Conforme apontado por Schmidt et al. (2021), as ações de assistência e cuidado a diferentes públicos devem levar em conta não somente a condição atual, mas todos os fatores de vulnerabilidade preexistentes. Uma vez que a população em Mariana já havia sido atingida por um desastre e por todas as consequências e violações decorrentes dele, é preciso reconhecê-la enquanto uma população que demanda uma atenção específica relacionada à saúde mental e atenção psicossocial.
As redes socioafetivas são um fator de proteção para a saúde mental em contextos críticos. Após o rompimento da barragem, as pessoas atingidas passam por uma ruptura em suas redes de suporte e são colocadas frente a uma demanda de reconstrução emocional e material em um território pouco conhecido por elas (SANTOS; ROSSI, 2017; SANTOS, 2018).

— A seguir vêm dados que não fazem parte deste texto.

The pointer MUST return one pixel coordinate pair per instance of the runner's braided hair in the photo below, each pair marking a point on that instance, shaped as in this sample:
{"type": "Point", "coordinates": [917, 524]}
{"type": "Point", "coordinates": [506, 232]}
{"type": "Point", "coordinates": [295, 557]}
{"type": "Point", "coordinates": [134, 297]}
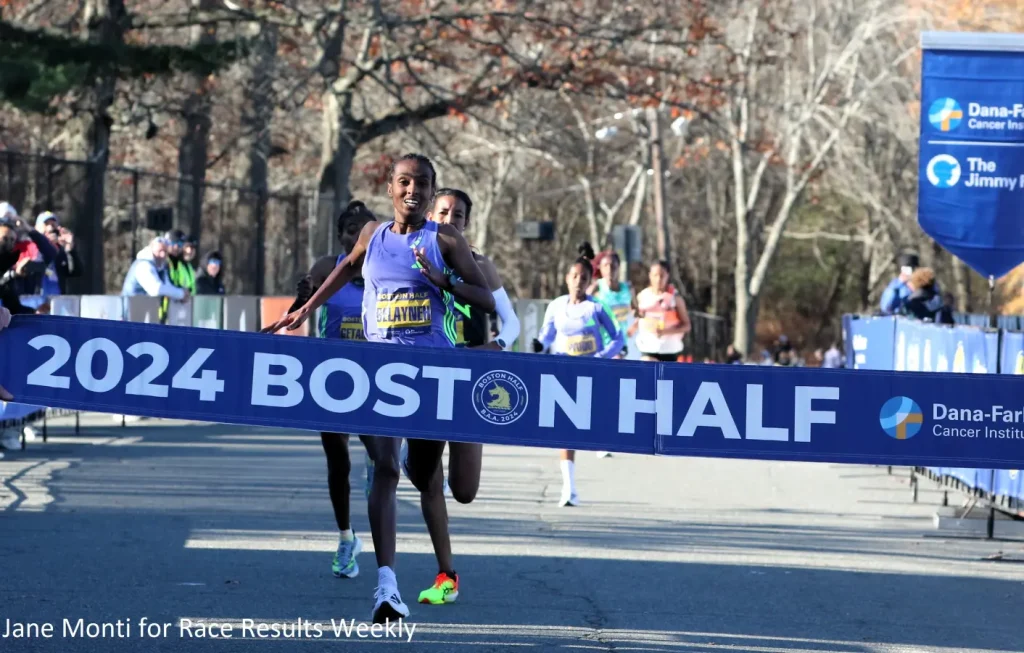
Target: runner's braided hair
{"type": "Point", "coordinates": [355, 210]}
{"type": "Point", "coordinates": [418, 158]}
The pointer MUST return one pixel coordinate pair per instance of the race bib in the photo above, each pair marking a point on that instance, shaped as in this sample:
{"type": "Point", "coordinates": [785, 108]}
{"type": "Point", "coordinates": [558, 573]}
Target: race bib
{"type": "Point", "coordinates": [622, 313]}
{"type": "Point", "coordinates": [404, 312]}
{"type": "Point", "coordinates": [585, 345]}
{"type": "Point", "coordinates": [351, 329]}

Antes da pandemia, os relatos de uma vivência de sofrimento enquanto inquilinos na área urbana no município já eram frequentes (SANTOS; SOL; MODENA, 2020). Nesse momento, é possível refletir sobre como é vivenciar um período de pandemia nesse território para aqueles que não estão adaptados a esse novo espaço.
O relato abaixo, de uma ACS pertencente à população atingida, mostra a falta do contato com as plantações, o quintal da casa ou a possibilidade de ver as pessoas da comunidade na vizinhança, mesmo que à distância.
Mas, eu vejo assim, que algumas pessoas que moram, por exemplo, num lugar que não tem terreiro, eu acho que tem uma dificuldade a mais. Se você tem um terreiro, você vai para o terreiro, vai mexer com a plantação. Porque você ia para a porta da rua, você ia para uma pracinha e conseguia passear um pouco e tem pessoas que não estão saindo, estão trancadas dentro de casa, que não tem terreiro. (AP4)
Diante da pandemia, os encontros também foram reduzidos nas reuniões e em eventos comunitários, religiosos e escolares. Para muitos, desde 2015, esses espaços eram reconhecidos como a possibilidade da manutenção dos laços sociais e afetivos. Nesses locais, sentiam-se confortáveis e seguros para trocar experiências e falar sobre suas dificuldades, angústias e esperanças.
O relato abaixo ilustra como as restrições de isolamento impactam novamente essa comunidade e os espaços de construção possíveis ao longo dos últimos anos. A possibilidade de realizar reuniões e encontros de forma virtual não é acessível a todos. Mesmo aqueles que têm acesso à internet podem ter dificuldade em utilizar celulares e computadores. Diante dessas dificuldades, esses laços se tornam mais frágeis e distantes.
Igual, antes do início da pandemia, desde quando a gente veio para cá [Mariana], tinha a nossa missa que acontecia no 4º domingo do mês. Então, a gente via a nossa comunidade de igreja uma vez por mês. Aí, logo depois da pandemia, teve a questão das restrições. Então, foram canceladas as missas. Então, tem família que a gente não vê desde março.” aquela família religiosa, vai fazer um ano que a gente não vê frequência agora em março. (AP2)
“E se eu estivesse lá?”
Essa indagação pode remeter ao passado ou ao futuro. Algumas pessoas se perguntam como seria a vida se estivessem naquele distrito que foi atingido, bem como na casa e na comunidade que foram destruídas pela lama. Em outros momentos, a questão se volta para um futuro tão esperado, para um desejo de reassentamento que não se concluiu. A vida da população atingida se organiza, nesse momento, entre diferentes territórios.
A partir da compreensão do território, que envolve as suas relações sociais, sua historicidade e seus diferentes usos (SANTOS, 1998), é encontrada uma população que busca constituir sentido e referências dentro de um lugar para onde foi deslocada de forma forçada. Como conceituado por Haesbaert (2019), o território é produto da apropriação de um espaço por um grupo social e nele são estabelecidas relações políticas de controle ou relações afetivas, identitárias e de pertencimento.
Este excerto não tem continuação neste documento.